2026-05-29Computer Vision and Pattern Recognition

Computer Vision and Pattern Recognition
AI summary

The authors point out that current 3D reconstruction methods can capture the overall shape well but often miss small details on surfaces. To better measure these local mistakes, they created a new way to check how the tiny surface angles match up. They also designed two new techniques to improve detail accuracy: one that helps the model learn better local 3D changes, and another that uses a special attention method to refine features step-by-step. Their approach, called SurGe, performs better on standard tests, especially in capturing local surface details.

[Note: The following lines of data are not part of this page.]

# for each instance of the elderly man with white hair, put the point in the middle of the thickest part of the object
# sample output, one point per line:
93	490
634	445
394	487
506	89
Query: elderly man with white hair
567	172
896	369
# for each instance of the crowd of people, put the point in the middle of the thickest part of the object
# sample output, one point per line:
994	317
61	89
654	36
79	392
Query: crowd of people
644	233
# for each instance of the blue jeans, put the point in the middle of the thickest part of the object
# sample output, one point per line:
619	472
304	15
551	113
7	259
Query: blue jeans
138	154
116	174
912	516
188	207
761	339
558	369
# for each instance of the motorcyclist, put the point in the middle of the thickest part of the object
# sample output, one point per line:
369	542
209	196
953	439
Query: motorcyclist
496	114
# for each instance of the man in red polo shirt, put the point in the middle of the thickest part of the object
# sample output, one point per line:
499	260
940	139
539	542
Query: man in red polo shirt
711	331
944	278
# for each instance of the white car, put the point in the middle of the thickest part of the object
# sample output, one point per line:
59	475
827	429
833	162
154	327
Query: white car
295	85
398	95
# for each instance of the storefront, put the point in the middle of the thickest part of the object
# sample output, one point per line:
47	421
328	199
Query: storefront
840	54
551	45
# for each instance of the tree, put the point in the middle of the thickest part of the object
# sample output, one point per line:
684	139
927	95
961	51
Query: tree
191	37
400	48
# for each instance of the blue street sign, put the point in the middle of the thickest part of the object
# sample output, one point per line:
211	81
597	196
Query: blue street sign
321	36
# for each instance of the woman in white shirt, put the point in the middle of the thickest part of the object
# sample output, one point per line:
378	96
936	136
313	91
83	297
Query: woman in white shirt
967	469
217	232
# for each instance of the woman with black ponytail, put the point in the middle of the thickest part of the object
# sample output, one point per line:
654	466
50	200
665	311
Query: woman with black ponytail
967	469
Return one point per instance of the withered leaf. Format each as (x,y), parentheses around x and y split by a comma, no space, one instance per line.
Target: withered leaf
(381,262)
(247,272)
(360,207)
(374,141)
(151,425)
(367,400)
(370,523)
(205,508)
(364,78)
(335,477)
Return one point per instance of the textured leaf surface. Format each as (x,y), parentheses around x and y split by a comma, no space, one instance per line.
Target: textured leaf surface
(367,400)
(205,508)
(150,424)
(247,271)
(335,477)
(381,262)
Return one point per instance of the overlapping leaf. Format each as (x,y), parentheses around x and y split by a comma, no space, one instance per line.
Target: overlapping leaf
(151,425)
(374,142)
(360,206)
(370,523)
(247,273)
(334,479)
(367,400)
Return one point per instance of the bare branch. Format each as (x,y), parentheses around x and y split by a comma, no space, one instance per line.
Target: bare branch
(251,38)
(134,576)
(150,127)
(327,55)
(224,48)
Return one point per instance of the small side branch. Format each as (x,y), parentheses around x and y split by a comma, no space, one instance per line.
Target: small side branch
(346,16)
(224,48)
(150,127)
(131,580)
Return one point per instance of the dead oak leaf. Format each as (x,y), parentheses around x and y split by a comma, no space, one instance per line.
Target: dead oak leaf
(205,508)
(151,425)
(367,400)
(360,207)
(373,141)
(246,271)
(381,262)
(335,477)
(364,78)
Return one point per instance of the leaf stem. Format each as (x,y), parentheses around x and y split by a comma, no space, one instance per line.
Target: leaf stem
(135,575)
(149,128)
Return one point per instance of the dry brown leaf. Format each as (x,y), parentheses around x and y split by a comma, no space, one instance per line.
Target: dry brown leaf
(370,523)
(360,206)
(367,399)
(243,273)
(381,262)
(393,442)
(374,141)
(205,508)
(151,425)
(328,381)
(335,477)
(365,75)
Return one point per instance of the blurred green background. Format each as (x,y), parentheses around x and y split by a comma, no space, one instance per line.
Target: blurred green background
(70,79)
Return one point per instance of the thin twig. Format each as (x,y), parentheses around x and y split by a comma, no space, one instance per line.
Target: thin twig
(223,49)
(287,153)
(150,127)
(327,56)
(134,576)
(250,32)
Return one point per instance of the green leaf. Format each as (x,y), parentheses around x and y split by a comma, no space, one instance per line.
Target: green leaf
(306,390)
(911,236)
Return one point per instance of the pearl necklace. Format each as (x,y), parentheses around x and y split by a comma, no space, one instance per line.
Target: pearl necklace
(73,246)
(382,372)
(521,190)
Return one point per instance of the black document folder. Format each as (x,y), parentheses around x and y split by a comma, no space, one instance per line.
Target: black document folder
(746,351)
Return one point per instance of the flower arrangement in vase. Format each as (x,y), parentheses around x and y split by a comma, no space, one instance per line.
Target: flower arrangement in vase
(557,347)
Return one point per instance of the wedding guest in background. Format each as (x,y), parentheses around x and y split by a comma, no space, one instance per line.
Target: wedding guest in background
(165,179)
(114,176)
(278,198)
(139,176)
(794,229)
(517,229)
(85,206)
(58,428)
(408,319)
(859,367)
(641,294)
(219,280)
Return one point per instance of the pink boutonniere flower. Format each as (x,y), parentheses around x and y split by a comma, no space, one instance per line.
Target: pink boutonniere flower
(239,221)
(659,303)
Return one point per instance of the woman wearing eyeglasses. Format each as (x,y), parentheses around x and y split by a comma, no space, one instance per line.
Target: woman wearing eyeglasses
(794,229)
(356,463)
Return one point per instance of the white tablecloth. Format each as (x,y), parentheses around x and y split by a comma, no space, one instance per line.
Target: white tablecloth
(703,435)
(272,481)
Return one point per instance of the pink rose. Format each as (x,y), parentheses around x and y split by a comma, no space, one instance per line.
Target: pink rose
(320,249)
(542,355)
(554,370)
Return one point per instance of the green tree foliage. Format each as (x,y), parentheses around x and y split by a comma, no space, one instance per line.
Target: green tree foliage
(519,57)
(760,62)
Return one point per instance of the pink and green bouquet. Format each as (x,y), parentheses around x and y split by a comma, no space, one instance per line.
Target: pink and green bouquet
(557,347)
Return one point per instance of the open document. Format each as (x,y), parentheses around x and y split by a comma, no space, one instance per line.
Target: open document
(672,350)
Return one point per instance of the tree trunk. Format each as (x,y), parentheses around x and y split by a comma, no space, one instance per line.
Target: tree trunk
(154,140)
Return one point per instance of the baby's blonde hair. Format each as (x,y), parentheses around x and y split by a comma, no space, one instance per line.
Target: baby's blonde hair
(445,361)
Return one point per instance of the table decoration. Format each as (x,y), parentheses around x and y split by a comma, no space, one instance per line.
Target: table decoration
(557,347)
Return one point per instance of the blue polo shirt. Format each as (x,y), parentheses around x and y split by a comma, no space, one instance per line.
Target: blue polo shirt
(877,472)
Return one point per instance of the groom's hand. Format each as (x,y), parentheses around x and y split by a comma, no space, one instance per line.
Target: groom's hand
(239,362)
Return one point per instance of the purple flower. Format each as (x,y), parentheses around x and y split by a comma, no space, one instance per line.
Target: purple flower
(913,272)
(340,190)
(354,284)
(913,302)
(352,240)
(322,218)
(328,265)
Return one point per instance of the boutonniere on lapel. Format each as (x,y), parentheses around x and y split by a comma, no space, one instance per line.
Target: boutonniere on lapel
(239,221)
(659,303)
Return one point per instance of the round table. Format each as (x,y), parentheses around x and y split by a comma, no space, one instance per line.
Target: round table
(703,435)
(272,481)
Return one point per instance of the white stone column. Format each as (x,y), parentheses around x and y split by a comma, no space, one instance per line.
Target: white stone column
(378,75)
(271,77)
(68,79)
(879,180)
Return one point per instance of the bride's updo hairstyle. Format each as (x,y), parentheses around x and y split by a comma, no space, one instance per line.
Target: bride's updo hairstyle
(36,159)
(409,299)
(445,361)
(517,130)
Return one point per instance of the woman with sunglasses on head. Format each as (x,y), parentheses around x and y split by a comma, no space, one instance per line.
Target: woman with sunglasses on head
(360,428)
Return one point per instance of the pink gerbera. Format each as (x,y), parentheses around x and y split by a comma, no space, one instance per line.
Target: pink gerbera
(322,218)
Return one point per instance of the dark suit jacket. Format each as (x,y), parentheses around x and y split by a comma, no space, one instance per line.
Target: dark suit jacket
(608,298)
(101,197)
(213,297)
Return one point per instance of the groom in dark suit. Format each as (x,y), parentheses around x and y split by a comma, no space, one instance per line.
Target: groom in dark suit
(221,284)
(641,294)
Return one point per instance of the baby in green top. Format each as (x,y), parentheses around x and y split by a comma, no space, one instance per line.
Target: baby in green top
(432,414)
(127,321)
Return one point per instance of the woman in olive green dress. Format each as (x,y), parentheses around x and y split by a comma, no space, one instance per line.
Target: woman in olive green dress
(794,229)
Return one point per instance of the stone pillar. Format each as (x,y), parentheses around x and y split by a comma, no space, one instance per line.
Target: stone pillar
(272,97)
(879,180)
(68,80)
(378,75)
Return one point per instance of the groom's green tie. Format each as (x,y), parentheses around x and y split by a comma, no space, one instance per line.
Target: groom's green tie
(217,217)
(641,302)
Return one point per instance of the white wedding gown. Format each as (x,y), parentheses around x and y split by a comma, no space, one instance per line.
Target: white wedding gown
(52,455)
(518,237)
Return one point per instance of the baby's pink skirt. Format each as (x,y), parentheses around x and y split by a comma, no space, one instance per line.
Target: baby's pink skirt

3D reconstructionpoint maplocal surface geometrynormal metricdepth-normalized finite differencesNeighborhood Attentiondecodermonocular geometryAbsRelfeature upsampling
Authors
Karim Knaebel, Gonzalo Martin Garcia, Christian Schmidt, Ilya Fradlin, Lucas Nunes, Daan de Geus, Bastian Leibe
Abstract
Recent feedforward 3D reconstruction methods predict point maps and estimate global 3D geometry remarkably well. However, their predictions still exhibit inaccurate local surface geometry, which is clearly visible qualitatively but only weakly reflected in common metrics. To make these errors more explicit in evaluation, we introduce a point map normal metric that evaluates the local surface orientation induced by neighboring 3D predictions. To reduce these errors, we propose two complementary components: a point gradient matching loss that supervises depth-normalized 3D finite differences, and a Neighborhood Attention Decoder (NAD) that progressively upsamples features and uses Neighborhood Attention for local feature mixing. Across eight zero-shot monocular geometry benchmarks, our model, SurGe, achieves the best average rank for global point map AbsRel and consistently improves local point map and point map normal evaluations.